Many people care about policy decisions, so I don’t think we can expect that bettors whose wealth is mostly independent of the futarchy markets (i.e. the futarchy is not their chief source of income) will have no or little influence. So while wealth may end up slightly correlated with policy assessment skills, I don’t think we can expect that correlation to be strong.
What if we limited how much new external money (that they didn’t win from the markets) people can put on futarchy markets (each year)? Also, how much could depend on their success in the markets. If we can let people make a lot of money quickly in these markets starting from low input funds, then we can reduce distortions.
Maybe also let people borrow money from the markets with collateral if their positions are close to “neutral”, if we can define that?

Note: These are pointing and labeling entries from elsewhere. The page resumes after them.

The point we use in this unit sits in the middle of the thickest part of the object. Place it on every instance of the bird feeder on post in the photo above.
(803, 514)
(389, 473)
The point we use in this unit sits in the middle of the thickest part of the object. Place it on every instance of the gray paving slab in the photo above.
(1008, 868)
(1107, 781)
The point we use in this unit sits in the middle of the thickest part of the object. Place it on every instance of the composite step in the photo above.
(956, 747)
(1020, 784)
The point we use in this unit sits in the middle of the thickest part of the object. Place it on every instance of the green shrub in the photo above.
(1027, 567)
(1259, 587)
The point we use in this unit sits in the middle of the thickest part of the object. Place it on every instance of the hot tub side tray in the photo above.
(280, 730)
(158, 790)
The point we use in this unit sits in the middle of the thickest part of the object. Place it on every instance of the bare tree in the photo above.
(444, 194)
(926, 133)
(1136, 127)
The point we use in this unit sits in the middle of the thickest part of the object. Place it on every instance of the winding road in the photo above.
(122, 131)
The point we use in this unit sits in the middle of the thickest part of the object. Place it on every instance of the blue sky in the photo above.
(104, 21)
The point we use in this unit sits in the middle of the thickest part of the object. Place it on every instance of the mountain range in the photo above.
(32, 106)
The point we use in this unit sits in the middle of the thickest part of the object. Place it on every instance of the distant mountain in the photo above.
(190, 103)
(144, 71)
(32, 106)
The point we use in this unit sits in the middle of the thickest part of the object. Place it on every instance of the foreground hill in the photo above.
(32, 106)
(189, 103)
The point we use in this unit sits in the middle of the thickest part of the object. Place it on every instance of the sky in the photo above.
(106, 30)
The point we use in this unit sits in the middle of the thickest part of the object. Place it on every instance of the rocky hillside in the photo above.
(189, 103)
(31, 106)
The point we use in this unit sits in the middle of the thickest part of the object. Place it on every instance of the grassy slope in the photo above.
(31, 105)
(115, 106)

If the cap is very low, then the market could be significantly distorted, e.g. by exacerbating favourite-longshot bias.
Maybe we can cap the bet size as a function of the expected payoff, too?
What if we limited how much new external money (that they didn’t win from the markets) people can put on futarchy markets (each year)? Also, how much could depend on their success in the markets. If we can let people make a lot of money quickly in these markets starting from low input funds, then we can reduce distortions.
Maybe also let people borrow money from the markets with collateral if their positions are close to “neutral”, if we can define that?
Maybe we can cap the bet size as a function of the expected payoff, too?